La Commission européenne a proposé, le 2 octobre 2024, de retarder d’un an l’entrée en vigueur du Règlement européen sur la déforestation (RDUE), initialement prévu pour décembre 2024. La nouvelle date d’application est désormais fixée au 30 décembre 2025, avec une extension jusqu’au 30 juin 2026 pour les petites entreprises. L’institution souligne le manque de préparation des partenaires internationaux à se conformer aux exigences. « La Commission reconnaît que trois mois avant la date de mise en œuvre prévue, plusieurs partenaires mondiaux ont exprimé à plusieurs reprises des inquiétudes quant à leur état de préparation au cours de la semaine de l’Assemblée générale des Nations Unies. En outre, il y a un écart dans la préparation au niveau des parties prenantes en Europe. Alors que certains espèrent être dans les temps grâce à leurs préparatifs intenses, d’autres ont exprimé des préoccupations », indique-t-elle dans un communiqué publié sur son site web.
Adopté en mai 2023, le RDUE a pour objectif d’interdire l’importation et la commercialisation en Europe de produits ayant contribué à la déforestation après le 30 décembre 2020. Sept produits agricoles et leurs dérivés sont concernés : le cacao, le café, le caoutchouc, l’huile de palme, le soja, le bœuf et le bois. Pour être en conformité avec le règlement, les produits concernés mis sur le marché ou exportés doivent être certifiés « zéro déforestation » , être conformes à la législation du pays d’origine et faire l’objet d’une déclaration de diligence raisonnée. Les opérateurs et commerçants devront notamment remplir une déclaration de diligence raisonnée dans un système d’information de la Commission européenne qui centralisera l’ensemble de ces déclarations.

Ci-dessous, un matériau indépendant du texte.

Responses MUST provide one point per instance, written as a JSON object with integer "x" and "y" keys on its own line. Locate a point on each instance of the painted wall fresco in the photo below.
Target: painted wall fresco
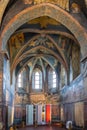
{"x": 75, "y": 92}
{"x": 63, "y": 4}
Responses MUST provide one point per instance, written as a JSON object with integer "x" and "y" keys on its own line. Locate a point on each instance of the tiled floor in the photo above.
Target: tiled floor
{"x": 42, "y": 128}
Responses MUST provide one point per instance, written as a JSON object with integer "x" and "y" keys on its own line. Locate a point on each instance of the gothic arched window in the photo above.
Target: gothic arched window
{"x": 37, "y": 79}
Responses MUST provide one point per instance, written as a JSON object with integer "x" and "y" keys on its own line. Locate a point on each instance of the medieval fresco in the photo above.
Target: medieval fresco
{"x": 63, "y": 3}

Dans leur déclaration signée à Abidjan vers la fin septembre, les pays producteurs de cacao avaient demandé à l’UE une période supplémentaire de deux ans pour se conformer au RDUE, jugeant le timing de la mise en œuvre « irréaliste au regard des exigences du règlement , allant de la géolocalisation des parcelles à l’établissement d’un système de traçabilité exhaustif » . Ce rapport représente donc une petite victoire pour ces pays, notamment le Cameroun, quatrième producteur mondial de cacao selon l’Organisation internationale du cacao (ICCO, sigle en anglais). Pour le Cameroun, ce rapport constitue donc une opportunité précieuse alors que le pays fait face à un triple défi. D’abord, il doit établir un système de traçabilité rigoureuse pour ses produits agricoles, en particulier le cacao, afin d’assurer une transparence depuis l’origine jusqu’à l’exportation. Ensuite, il est crucial d’intensifier les efforts pour produire du cacao de manière durable, sans nuire aux forêts. Enfin, le respect des critères de légalité imposées est essentiel pour maintenir l’accès au marché européen, où l’UE demeure le plus grand importateur de cacao, représentant 60 % des importations mondiales, principalement en provenance de la Côte d’Ivoire, du Ghana et du Cameroun.
Le cacao est « l’un des moteurs de la déforestation au Cameroun », selon l’UE. Pour que le cacao camerounais puisse accéder au marché européen, il devra répondre à des exigences strictes de traçabilité, être certifié « zéro déforestation » et conforme aux lois camerounaises en matière de droits d’usage des terres, d’environnement, de droits de l’Homme et de commerce. Cela signifie que les producteurs cultivants sur des terres récemment déboisées ne pourront plus vendre leurs récoltes aux principaux acheteurs à l’échelle nationale et internationale. Pour répondre aux exigences de traçabilité par exemple, le Cameroun a récemment lancé une plateforme de mutualisation, supervisée par le Conseil interprofessionnel du cacao et du café (CICC). Cette initiative vise à centraliser les données de géolocalisation des parcelles cacaoyères et caféières, offrant ainsi une cartographie précise qui permettra aux exportateurs de garantir la durabilité de leurs produits. Grâce à cette plateforme, le pays espère se conformer aux normes européennes tout en préservant sa position sur le marché européen.
Pour rappel, le cacao représente une ressource stratégique pour le Cameroun, constituant la troisième source de devises du pays en 2023, avec 12 % des recettes totales d’exportation, derrière les huiles brutes de pétrole (37,7 %) et le gaz naturel liquéfié (14,1 %), selon l’Institut national de la statistique (INS). Les produits dérivés du cacao, tels que la pâte et le beurre, représentent 5,2 % des recettes totales d’exportation, d’après la même source. En 2023, les exportations de cacao brut vers l’UE ont augmenté de 18,6 %, générant 263,9 milliards de FCFA, soit 17,3 % des exportations vers l’UE. Les produits dérivés, quant à eux, représentent respectivement 3,3 % et 4,2 % des exportations totales vers l’UE la même année.